In the United States, countless studies have shown that the uninsured tend to be poorer than the insured. Only 26.9 percent of people under the poverty line have private insurance coverage and 33 percent are uninsured. Among people over 200 percent of poverty, 86.2 percent have private coverage and only 10.5 percent are uninsured. Thus there is a direct association between having a low income and being uninsured, yet these two reports made almost no effort to control for income. According to the authors' descriptions of the 164 separate studies examined, only 18 indicate that any adjustments were made for income.

The Medicaid Population

While it might have been impossible for the two reports to adjust for income in studies already completed, the reports' authors ignored an available surrogate for income. Nearly one-third of the studies break out the Medicaid population from the privately insured population. Medicaid could serve very well as a "control group" to test the difference between lack of insurance and low income in receiving health care services. People on Medicaid are both low income and well insured. Of people below the poverty line, 41.4 percent are on Medicaid (far more than are uninsured), and of the people above 200 percent of poverty, only 3.3 percent are on Medicaid (far fewer than are uninsured).
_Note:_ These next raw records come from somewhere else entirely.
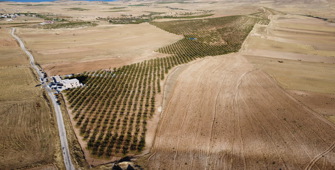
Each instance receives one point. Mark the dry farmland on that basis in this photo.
(27, 123)
(64, 51)
(191, 85)
(223, 113)
(113, 110)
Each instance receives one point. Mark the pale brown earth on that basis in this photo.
(298, 52)
(28, 130)
(66, 51)
(224, 113)
(319, 102)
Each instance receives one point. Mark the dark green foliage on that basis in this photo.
(113, 108)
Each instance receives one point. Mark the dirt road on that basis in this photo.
(223, 113)
(61, 127)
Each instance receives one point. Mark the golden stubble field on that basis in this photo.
(269, 106)
(27, 122)
(223, 113)
(264, 107)
(65, 51)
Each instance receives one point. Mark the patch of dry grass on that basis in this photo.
(28, 135)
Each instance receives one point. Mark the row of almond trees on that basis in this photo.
(113, 108)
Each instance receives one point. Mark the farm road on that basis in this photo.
(60, 123)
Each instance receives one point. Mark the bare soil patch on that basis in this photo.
(28, 130)
(65, 51)
(225, 113)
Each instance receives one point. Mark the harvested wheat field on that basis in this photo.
(222, 113)
(65, 51)
(27, 123)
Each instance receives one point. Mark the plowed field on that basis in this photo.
(222, 113)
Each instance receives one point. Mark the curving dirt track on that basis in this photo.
(222, 113)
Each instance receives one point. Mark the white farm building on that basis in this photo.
(70, 83)
(60, 84)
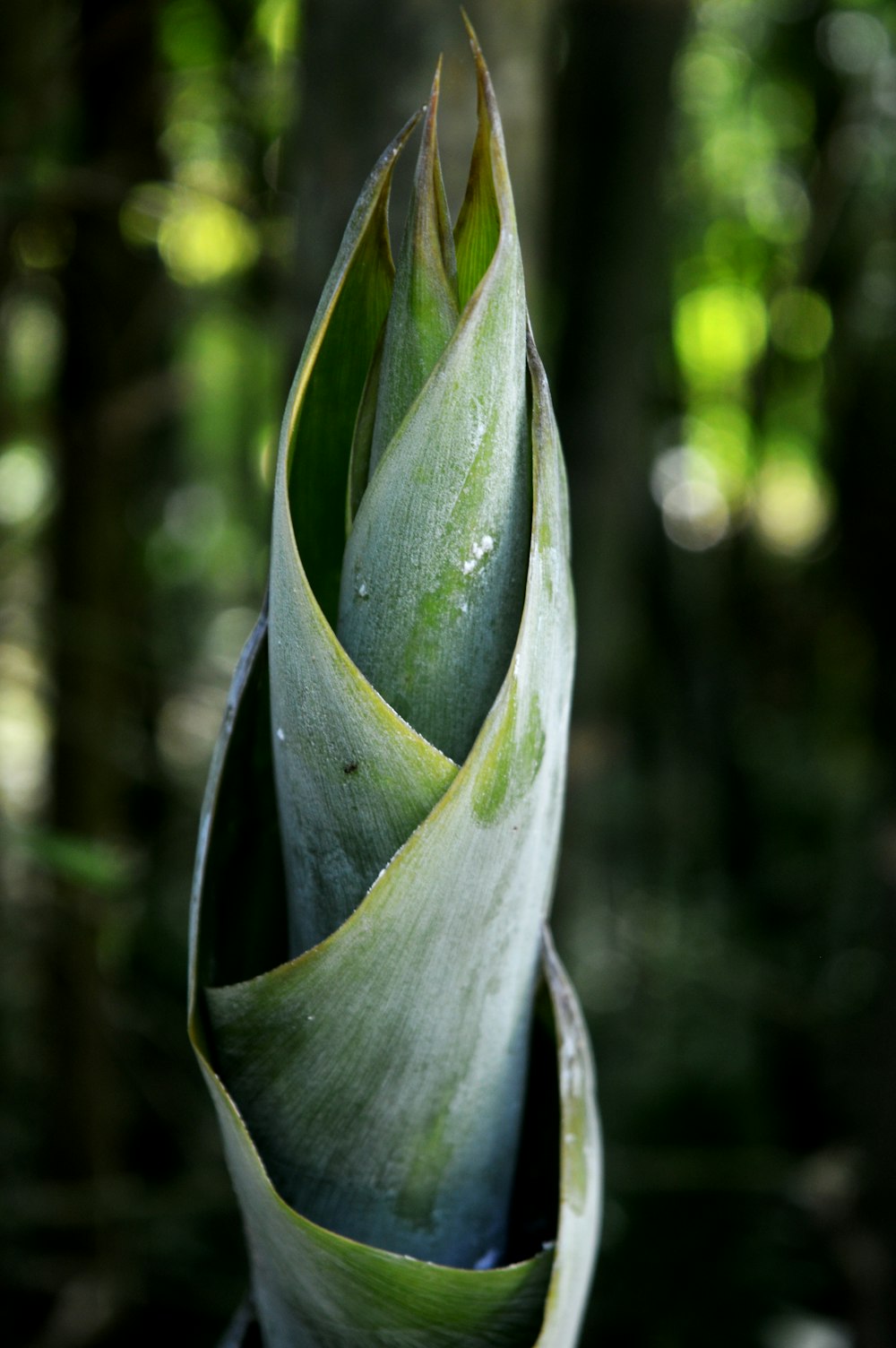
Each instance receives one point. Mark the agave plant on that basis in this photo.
(396, 1057)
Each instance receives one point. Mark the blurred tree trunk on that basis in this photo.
(109, 402)
(368, 67)
(609, 283)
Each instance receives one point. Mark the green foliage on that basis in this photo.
(369, 1073)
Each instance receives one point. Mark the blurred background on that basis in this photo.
(708, 203)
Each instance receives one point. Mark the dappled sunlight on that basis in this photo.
(26, 483)
(719, 332)
(792, 505)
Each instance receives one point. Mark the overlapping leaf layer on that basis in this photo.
(380, 831)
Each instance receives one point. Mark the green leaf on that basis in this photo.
(352, 780)
(328, 385)
(434, 567)
(409, 1117)
(368, 917)
(312, 1286)
(423, 310)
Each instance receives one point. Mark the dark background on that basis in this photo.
(708, 203)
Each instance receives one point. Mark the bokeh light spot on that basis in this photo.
(792, 506)
(202, 240)
(26, 483)
(686, 488)
(719, 332)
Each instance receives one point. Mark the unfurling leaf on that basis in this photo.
(380, 831)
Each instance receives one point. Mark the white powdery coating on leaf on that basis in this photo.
(484, 546)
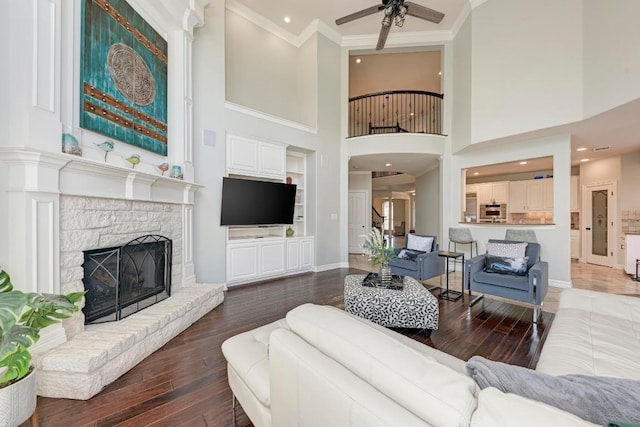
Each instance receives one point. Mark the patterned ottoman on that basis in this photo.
(412, 307)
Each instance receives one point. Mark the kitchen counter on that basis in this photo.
(511, 224)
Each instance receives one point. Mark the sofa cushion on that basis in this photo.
(593, 333)
(508, 250)
(593, 398)
(248, 354)
(503, 280)
(410, 254)
(419, 243)
(504, 265)
(434, 392)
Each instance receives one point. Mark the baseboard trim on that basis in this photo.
(327, 267)
(561, 284)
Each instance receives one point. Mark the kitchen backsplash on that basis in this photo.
(631, 221)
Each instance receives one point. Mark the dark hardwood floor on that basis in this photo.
(185, 382)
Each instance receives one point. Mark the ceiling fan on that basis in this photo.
(394, 11)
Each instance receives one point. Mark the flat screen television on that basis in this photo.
(247, 202)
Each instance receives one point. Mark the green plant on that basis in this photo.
(376, 248)
(22, 316)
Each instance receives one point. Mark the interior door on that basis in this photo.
(599, 224)
(358, 213)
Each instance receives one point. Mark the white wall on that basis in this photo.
(461, 96)
(554, 239)
(611, 55)
(428, 210)
(209, 162)
(263, 71)
(526, 66)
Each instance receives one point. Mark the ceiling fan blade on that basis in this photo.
(422, 12)
(361, 14)
(382, 39)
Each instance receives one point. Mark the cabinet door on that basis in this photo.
(242, 154)
(501, 192)
(547, 185)
(574, 193)
(272, 257)
(517, 196)
(272, 159)
(242, 262)
(306, 253)
(293, 254)
(485, 193)
(535, 195)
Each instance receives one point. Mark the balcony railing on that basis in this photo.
(395, 111)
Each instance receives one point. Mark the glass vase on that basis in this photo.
(385, 273)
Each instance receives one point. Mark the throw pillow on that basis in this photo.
(508, 250)
(504, 265)
(593, 398)
(419, 243)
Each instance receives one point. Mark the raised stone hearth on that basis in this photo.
(81, 367)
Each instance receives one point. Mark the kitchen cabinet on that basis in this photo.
(632, 247)
(534, 195)
(493, 192)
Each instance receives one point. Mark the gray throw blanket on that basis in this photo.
(592, 398)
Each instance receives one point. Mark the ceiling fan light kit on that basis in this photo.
(394, 11)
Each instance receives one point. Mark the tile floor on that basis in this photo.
(583, 276)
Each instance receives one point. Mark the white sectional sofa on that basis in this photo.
(323, 367)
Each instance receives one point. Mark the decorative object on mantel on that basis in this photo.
(163, 167)
(176, 172)
(123, 76)
(106, 146)
(70, 145)
(134, 159)
(22, 316)
(379, 253)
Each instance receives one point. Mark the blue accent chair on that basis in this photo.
(424, 266)
(531, 288)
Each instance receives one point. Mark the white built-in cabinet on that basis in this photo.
(257, 253)
(247, 156)
(574, 193)
(534, 195)
(493, 192)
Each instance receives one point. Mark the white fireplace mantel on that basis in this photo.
(40, 171)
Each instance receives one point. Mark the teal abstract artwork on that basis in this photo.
(123, 76)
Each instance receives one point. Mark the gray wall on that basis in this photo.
(427, 203)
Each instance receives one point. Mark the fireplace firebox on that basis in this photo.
(123, 280)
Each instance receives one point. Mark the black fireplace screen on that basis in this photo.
(121, 281)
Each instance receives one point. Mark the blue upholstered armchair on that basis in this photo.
(421, 259)
(529, 288)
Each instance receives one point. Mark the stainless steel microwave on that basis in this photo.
(493, 212)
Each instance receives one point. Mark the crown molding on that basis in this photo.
(261, 21)
(419, 38)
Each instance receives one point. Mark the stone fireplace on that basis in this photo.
(123, 280)
(65, 206)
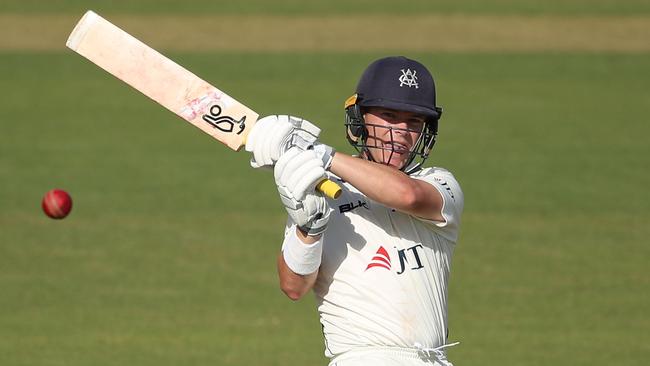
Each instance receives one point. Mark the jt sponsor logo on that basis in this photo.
(409, 258)
(405, 254)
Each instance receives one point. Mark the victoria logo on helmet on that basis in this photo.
(408, 78)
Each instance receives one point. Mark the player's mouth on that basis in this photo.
(397, 147)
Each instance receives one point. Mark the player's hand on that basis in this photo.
(296, 174)
(273, 135)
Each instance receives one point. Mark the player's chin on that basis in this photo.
(396, 161)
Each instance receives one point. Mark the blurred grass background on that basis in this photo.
(168, 256)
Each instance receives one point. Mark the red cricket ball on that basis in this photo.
(57, 203)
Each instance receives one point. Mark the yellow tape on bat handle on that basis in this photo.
(329, 188)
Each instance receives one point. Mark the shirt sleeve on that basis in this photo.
(452, 197)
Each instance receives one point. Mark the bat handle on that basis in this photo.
(329, 188)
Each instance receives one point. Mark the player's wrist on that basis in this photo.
(325, 153)
(301, 258)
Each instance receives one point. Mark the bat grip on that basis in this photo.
(329, 188)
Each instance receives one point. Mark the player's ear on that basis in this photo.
(354, 120)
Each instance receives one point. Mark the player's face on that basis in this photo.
(392, 134)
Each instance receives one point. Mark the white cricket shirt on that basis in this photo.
(383, 276)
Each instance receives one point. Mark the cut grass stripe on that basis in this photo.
(426, 33)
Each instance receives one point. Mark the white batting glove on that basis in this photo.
(271, 136)
(296, 175)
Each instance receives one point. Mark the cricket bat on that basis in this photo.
(167, 83)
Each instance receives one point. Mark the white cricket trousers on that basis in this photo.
(389, 356)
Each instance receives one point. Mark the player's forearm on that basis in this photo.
(294, 285)
(386, 185)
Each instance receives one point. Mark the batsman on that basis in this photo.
(378, 258)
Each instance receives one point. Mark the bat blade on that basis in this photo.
(161, 79)
(167, 83)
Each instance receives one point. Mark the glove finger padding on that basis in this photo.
(267, 140)
(299, 172)
(311, 215)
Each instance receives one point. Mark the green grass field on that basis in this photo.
(168, 256)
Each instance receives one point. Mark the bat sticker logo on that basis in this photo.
(223, 123)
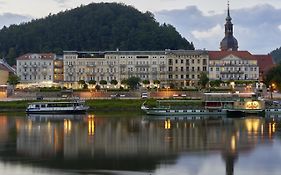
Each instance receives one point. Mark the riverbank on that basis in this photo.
(94, 104)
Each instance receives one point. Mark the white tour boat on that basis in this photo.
(76, 107)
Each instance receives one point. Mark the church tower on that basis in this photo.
(229, 42)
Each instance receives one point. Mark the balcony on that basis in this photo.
(142, 65)
(91, 65)
(232, 72)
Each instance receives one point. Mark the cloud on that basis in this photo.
(257, 29)
(7, 19)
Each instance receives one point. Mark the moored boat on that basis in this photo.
(75, 107)
(168, 110)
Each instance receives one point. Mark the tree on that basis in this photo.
(124, 82)
(146, 82)
(119, 26)
(114, 82)
(204, 79)
(103, 82)
(157, 82)
(13, 79)
(133, 82)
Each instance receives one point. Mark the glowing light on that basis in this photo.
(67, 126)
(233, 143)
(273, 127)
(252, 125)
(91, 125)
(168, 124)
(252, 105)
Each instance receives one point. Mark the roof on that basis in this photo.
(218, 55)
(6, 67)
(265, 62)
(42, 56)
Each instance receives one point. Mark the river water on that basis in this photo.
(113, 144)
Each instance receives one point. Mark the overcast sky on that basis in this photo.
(257, 23)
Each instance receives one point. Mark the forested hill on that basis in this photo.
(276, 55)
(97, 26)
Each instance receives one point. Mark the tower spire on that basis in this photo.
(228, 42)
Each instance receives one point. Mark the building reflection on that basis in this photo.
(135, 138)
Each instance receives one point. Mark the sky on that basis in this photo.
(257, 23)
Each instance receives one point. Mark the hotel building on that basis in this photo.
(36, 68)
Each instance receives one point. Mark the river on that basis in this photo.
(113, 144)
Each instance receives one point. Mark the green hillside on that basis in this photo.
(97, 26)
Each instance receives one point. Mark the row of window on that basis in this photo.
(34, 77)
(204, 68)
(233, 69)
(35, 63)
(192, 76)
(187, 62)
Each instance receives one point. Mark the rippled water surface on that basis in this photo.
(114, 144)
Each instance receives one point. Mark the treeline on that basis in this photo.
(97, 26)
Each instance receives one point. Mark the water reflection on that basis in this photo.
(135, 144)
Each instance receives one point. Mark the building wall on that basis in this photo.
(235, 68)
(4, 77)
(34, 68)
(58, 70)
(185, 67)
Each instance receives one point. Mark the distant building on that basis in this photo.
(5, 71)
(229, 42)
(36, 67)
(233, 65)
(178, 67)
(265, 63)
(58, 69)
(185, 66)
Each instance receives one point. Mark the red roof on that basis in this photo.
(4, 68)
(265, 62)
(217, 55)
(43, 56)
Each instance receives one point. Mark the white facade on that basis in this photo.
(183, 69)
(232, 67)
(35, 68)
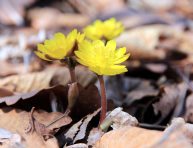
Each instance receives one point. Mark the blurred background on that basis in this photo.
(158, 34)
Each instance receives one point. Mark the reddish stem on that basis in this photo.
(103, 99)
(72, 74)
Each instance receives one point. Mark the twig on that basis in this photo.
(103, 98)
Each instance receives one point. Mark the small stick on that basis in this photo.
(64, 115)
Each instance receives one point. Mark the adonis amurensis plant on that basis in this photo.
(94, 48)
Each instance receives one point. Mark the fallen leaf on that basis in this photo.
(82, 132)
(170, 96)
(16, 120)
(78, 130)
(94, 135)
(40, 80)
(138, 137)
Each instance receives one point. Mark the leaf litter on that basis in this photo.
(155, 92)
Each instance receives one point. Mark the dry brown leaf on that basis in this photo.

To the extent that having insurance coverage results in better health care, the Medicaid population should be doing very well. To the extent income is the primary determinant, people on Medicaid should be doing quite poorly. Which proves to be true? In 61 percent of the cases (31 studies) that identify the three populations (privately insured, uninsured and on Medicaid), Medicaid recipients appear to do about as badly or worse than the uninsured in receiving health care services or maintaining good health.

If insurance coverage is the primary determinant in getting adequate health care, people on Medicaid should be at the head of the line for good outcomes. But they are not. In fact, in many cases, they have worse outcomes than do people with no insurance at all. This is consistent with other available information that income is a better predictor of health than is insurance status. Medicare enrollees, for instance, are all covered by the same insurance program, but those with low incomes are twice as likely to report being in poor health as those with higher incomes. [See Figure I.]

The Education Factor

Another strong predictor of health status is education. One massive study of the U.S. adult population found a strong correlation between poor education and poor health for most conditions. For example, people with eight or fewer years of school have four times as much arthritis and hypertension as do high school graduates. [See Figure II.] Other recent research concludes that each year of additional education lowers the chance of dying within 10 years by as much as 3.6 percent and that poor education is directly related to a number of behaviors such as smoking, drug abuse and poor nutrition that contribute to poor health, regardless of insurance status.

Conclusion

In their rush to find inequalities in the American health care system, the authors of these reports miss the most obvious discrepancy - one that plagues countries with "universal" health care as much as it does the United States. Simply put, people with low incomes and limited education have worse health than the rest of the population.

In the United States, some of the people in poor health also may be uninsured. Many, though, are enrolled in or eligible for Medicaid. And while Americans who are uninsured may suffer worse health than those with insurance, they also are likely to be poor and poorly educated. Putting an insurance card in their wallets will not restore their health.

Greg Scandlen is a senior fellow in health policy with the National Center for Policy Analysis.